To this day, in the often macho and hedonistic world of politics, it is an open secret that MPs and officials bet on politics. This niche market – worth tens of millions compared with the billions wagers on football and horse racing bring – interests few outside Westminster.

That’s not to say that party leaders shouldn’t consider banning their MPs from the practice. They ought, however, to be clear-eyed about why that might be desirable and where the opportunity for impropriety really lies.

A politician betting on themselves to win their seat cannot realistically affect the outcome. Though it may not always be obvious, they are already trying, and often failing, to charm the electorate.

Betting on a loss is a little different.

Football fans deploy this “emotional hedge” all the time, betting against their team so that there is a silver lining if they lose. Notable practitioners include Peter Cook, the late comedian and Tottenham Hotspur fan.

Why shouldn’t MPs do the same?

First, it is arguably crass in the extreme to treat an election that will affect the lives of millions with such flippancy. What is a constituent who cannot afford a home, or must wait months for a medical consultation, to think of a Conservative MP securing a free dinner as a reward for failure?

There is an issue of perception too. Realistically, betting on a political loss is vanishingly unlikely to be a secret money-spinning plot. A footballer can deliberately miss an open goal, or pick up a yellow card. Short of openly insulting the electorate, there’s not much an MP can do without suffering more dire consequences.

Nor is there much incentive. Being an MP brings with it all kinds of financial incentives, both in office and after, far outweighing the relatively paltry winnings that bookmakers typically allow.

But one reason that footballers aren’t allowed to bet on matches anywhere in the world is that even the slightest whiff of corruption undermines the perceived sporting integrity of the contest, which is key to its continued appeal. There’s a compelling case that the same logic should apply to the process that decides how the nation is governed. If the probity of the Carabao Cup is sacred, why not the general election?

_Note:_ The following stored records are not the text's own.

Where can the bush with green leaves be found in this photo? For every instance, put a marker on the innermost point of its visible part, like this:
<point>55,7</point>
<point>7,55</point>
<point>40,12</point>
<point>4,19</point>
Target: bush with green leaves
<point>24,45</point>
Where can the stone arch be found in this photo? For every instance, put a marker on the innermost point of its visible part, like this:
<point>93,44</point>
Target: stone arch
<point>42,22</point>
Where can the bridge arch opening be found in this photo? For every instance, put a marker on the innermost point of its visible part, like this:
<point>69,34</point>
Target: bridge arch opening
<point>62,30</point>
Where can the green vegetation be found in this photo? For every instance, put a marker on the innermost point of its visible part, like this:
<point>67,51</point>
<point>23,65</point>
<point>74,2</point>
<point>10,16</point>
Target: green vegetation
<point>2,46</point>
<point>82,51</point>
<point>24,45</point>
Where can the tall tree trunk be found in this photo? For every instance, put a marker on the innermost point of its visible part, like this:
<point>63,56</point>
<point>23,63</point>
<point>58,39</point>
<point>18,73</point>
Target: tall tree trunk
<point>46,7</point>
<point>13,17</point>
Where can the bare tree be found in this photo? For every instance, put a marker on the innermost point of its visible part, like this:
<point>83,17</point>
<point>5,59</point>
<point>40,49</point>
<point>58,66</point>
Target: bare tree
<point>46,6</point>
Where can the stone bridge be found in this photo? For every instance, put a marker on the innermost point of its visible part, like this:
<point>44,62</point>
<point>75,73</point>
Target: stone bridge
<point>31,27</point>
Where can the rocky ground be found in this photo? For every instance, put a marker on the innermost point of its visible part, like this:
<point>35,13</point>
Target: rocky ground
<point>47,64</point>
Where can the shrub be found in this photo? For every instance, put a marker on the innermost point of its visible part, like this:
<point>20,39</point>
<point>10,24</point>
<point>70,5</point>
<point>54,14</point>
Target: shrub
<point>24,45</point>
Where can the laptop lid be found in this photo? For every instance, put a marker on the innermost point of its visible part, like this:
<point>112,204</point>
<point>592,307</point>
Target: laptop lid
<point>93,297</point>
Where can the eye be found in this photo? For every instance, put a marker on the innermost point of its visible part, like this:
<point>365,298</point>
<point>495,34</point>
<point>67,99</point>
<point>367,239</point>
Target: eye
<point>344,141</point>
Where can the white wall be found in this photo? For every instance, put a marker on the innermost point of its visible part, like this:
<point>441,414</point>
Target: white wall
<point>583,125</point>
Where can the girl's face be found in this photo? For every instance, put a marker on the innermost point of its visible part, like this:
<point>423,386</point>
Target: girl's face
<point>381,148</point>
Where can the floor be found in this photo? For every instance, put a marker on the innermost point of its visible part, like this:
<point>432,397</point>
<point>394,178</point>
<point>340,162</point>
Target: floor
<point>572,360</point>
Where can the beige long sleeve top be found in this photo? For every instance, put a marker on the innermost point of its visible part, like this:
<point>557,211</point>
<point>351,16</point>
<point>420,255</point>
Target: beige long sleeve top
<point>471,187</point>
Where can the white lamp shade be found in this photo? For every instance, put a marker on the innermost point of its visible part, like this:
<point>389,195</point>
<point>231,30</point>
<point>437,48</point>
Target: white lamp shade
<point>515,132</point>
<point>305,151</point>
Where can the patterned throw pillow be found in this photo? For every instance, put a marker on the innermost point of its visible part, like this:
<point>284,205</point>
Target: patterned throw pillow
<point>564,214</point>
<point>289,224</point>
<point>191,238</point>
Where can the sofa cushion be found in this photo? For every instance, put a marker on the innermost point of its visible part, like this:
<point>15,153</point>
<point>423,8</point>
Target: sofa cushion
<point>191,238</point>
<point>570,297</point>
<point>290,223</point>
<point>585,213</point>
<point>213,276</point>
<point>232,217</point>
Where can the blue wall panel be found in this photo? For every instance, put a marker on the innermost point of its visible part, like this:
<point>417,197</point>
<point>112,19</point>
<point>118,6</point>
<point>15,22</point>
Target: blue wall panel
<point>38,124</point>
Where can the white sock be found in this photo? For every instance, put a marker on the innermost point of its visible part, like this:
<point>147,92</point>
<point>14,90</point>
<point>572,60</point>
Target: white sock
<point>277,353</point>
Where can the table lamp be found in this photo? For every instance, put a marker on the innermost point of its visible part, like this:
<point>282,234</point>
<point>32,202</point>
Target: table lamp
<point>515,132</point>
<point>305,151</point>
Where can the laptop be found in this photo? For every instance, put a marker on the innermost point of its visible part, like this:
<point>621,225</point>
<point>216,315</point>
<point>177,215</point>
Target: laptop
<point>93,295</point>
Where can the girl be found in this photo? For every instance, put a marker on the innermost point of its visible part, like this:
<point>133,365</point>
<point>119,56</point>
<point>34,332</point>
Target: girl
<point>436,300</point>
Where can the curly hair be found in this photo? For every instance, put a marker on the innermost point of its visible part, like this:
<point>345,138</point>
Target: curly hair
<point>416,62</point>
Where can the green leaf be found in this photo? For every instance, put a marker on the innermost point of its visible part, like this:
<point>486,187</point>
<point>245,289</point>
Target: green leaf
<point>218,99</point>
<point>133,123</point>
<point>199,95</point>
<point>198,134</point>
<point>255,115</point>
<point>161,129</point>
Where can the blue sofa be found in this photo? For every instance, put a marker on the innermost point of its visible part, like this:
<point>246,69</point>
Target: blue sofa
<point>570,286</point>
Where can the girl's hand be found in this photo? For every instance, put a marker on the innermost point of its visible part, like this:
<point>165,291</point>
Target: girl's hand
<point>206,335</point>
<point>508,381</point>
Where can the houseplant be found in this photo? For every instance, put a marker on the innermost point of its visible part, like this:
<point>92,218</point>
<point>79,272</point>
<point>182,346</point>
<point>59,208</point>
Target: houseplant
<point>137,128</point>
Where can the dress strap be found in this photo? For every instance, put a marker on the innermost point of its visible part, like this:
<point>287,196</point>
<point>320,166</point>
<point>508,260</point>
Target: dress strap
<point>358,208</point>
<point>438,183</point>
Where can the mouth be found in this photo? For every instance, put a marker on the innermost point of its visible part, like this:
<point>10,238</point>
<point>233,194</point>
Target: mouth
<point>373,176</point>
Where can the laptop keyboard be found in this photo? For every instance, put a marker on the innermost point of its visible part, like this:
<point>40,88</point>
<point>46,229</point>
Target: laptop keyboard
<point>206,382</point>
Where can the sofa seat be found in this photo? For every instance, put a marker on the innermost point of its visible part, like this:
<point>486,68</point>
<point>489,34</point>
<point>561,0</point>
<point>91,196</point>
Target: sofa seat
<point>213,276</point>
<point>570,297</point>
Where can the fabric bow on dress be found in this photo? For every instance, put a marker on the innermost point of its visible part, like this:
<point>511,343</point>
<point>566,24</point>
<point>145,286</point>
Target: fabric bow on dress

Just as the integrity of football is a matter for the Football Association, these are matters for party leaders and, potentially, the Independent Parliamentary Standards Authority to rule on.

That’s why the Gambling Commission and Met police made clear on Thursday that their focus is only on election date bets, not flutters on still unknown constituency outcomes.

Equally important, if not more so, is the cosy relationship between politicians and the gambling industry, a nexus that threatens to undermine efforts to protect people from addiction, financial ruin and even suicide.

In recent years, MPs have scooped up thousands of pounds worth of hospitality – and even second job salaries – courtesy of the betting industry, more than they ever could from wagers. There are question marks, too, over how and why Tory MPs have been able to bet thousands on a constituency result, when bookies restrict ordinary punters to much smaller stakes.

But while the political betting scandal has only shortened the odds on the Tories being swept away, the Labour party’s ties to the gambling industry run just as deep, perhaps deeper.

This political betting scandal may not be the last.